InstructGPT: Training Language Models to Follow Instructions with Human Feedback¶

Authors: Long Ouyang, Jeff Wu, Xu Jiang, and 15 more
Year: 2022 | Venue: NeurIPS
Link: arXiv:2203.02155

TL;DR¶

InstructGPT aligns GPT-3 with human intent using a three-stage pipeline: (1) Supervised Fine-Tuning (SFT) on human-written demonstrations, (2) Reward Model (RM) training from human preference rankings, and (3) Proximal Policy Optimization (PPO) to optimize the policy against the reward while penalizing deviation from the reference model via a KL penalty. The result: smaller InstructGPT models (1.3B) are preferred by humans over the much larger GPT-3 (175B).

Why This Paper Matters¶

This paper defined the RLHF pipeline that powers ChatGPT, Claude, and most production LLMs. It's the canonical reference for:

The alignment problem: Why base LMs optimize token prediction, not user utility
The three-stage pipeline: SFT → RM → PPO (or variants like DPO)
Reward hacking: Why naive RL on reward models can go wrong
The KL penalty: How to stay close to the base model's capabilities

Understanding this paper is essentially mandatory for any LLM interview.

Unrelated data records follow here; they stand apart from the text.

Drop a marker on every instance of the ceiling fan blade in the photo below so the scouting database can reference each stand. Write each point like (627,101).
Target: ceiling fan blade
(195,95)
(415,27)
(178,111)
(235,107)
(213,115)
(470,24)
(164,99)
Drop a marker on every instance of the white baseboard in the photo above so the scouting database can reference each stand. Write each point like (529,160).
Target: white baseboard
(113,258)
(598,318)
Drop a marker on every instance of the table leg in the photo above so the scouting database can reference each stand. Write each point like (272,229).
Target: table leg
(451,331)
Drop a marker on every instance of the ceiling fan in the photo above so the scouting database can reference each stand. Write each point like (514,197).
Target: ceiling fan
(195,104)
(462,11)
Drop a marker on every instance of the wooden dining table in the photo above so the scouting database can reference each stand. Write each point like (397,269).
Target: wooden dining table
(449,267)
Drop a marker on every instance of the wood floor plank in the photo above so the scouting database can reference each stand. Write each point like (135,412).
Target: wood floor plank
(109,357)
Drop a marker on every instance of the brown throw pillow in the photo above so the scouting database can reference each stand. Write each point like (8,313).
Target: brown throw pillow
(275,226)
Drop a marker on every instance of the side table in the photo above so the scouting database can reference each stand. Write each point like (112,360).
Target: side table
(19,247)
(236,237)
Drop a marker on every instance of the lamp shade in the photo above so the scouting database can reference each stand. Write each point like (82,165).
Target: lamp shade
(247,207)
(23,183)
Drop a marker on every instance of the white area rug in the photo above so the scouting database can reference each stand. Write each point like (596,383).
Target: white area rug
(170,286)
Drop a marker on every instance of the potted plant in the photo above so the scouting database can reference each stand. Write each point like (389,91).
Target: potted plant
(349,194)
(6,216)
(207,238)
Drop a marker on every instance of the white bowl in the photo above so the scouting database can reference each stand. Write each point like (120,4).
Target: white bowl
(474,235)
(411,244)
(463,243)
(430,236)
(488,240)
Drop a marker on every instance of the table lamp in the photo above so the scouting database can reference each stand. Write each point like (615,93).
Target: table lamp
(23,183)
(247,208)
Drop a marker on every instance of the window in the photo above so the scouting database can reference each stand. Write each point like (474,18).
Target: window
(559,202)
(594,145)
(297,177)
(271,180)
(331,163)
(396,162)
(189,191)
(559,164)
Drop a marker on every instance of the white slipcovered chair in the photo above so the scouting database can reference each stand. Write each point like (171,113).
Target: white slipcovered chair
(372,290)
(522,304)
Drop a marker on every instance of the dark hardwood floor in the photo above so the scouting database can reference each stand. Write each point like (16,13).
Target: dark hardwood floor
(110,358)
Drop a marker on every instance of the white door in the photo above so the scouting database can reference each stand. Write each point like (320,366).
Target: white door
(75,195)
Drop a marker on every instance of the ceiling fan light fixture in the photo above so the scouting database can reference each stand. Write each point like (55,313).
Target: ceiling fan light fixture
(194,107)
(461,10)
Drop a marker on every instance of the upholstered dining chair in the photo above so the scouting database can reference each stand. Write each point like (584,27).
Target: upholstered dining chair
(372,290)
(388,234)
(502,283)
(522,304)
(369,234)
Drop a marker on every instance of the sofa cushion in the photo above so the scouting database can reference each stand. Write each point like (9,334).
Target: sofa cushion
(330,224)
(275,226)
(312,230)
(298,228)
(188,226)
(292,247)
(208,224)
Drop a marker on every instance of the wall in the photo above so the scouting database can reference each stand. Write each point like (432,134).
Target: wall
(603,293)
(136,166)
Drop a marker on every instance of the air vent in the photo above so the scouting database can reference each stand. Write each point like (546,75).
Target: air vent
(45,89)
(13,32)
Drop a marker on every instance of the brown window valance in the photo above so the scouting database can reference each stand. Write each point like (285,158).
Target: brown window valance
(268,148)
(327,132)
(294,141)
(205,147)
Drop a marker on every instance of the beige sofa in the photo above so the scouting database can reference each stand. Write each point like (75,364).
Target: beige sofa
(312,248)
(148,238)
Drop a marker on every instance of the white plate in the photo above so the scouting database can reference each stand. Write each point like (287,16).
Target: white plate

Key Concepts Explained Simply¶

Stage 1: Supervised Fine-Tuning (SFT)¶

Human labelers write high-quality responses to prompts. The model is fine-tuned on these demonstrations using standard next-token prediction loss. This gives the model a basic ability to follow instructions.

Think of it as: Teaching by example — "Here's what a good response looks like."

Stage 2: Reward Model (RM)¶

For each prompt, the SFT model generates multiple responses. Human labelers rank these responses from best to worst. A reward model is trained to predict these rankings — it takes (prompt, response) and outputs a scalar reward score.

Think of it as: Training a "judge" that can score responses, so you don't need humans for every evaluation.

Stage 3: PPO (Reinforcement Learning)¶

The SFT model is further trained using PPO to maximize the reward model's score, while staying close to the original SFT model (KL penalty). This is where the model learns to produce responses that humans prefer.

Think of it as: The model practices generating responses, gets scored by the judge, and improves — but isn't allowed to deviate too far from its original behavior.

Why KL Penalty?¶

Without KL penalty, the model would find degenerate high-reward outputs — repetitive, sycophantic, or adversarial text that exploits weaknesses in the reward model. The KL penalty keeps the model close to the reference policy, preserving its general language abilities.

The Math — Explained Step by Step¶

Stage 1: SFT Loss¶

\[ \mathcal{L}_{\text{SFT}} = -\sum_{t} \log P_\theta(y_t \mid x, y_{<t}) \]

Standard next-token prediction on human demonstrations \((x, y)\).

Stage 2: Reward Model Loss¶

Given a prompt \(x\) and two responses \(y_w\) (preferred) and \(y_l\) (rejected):

\[ \mathcal{L}_{\text{RM}} = -\log \sigma\big(r_\phi(x, y_w) - r_\phi(x, y_l)\big) \]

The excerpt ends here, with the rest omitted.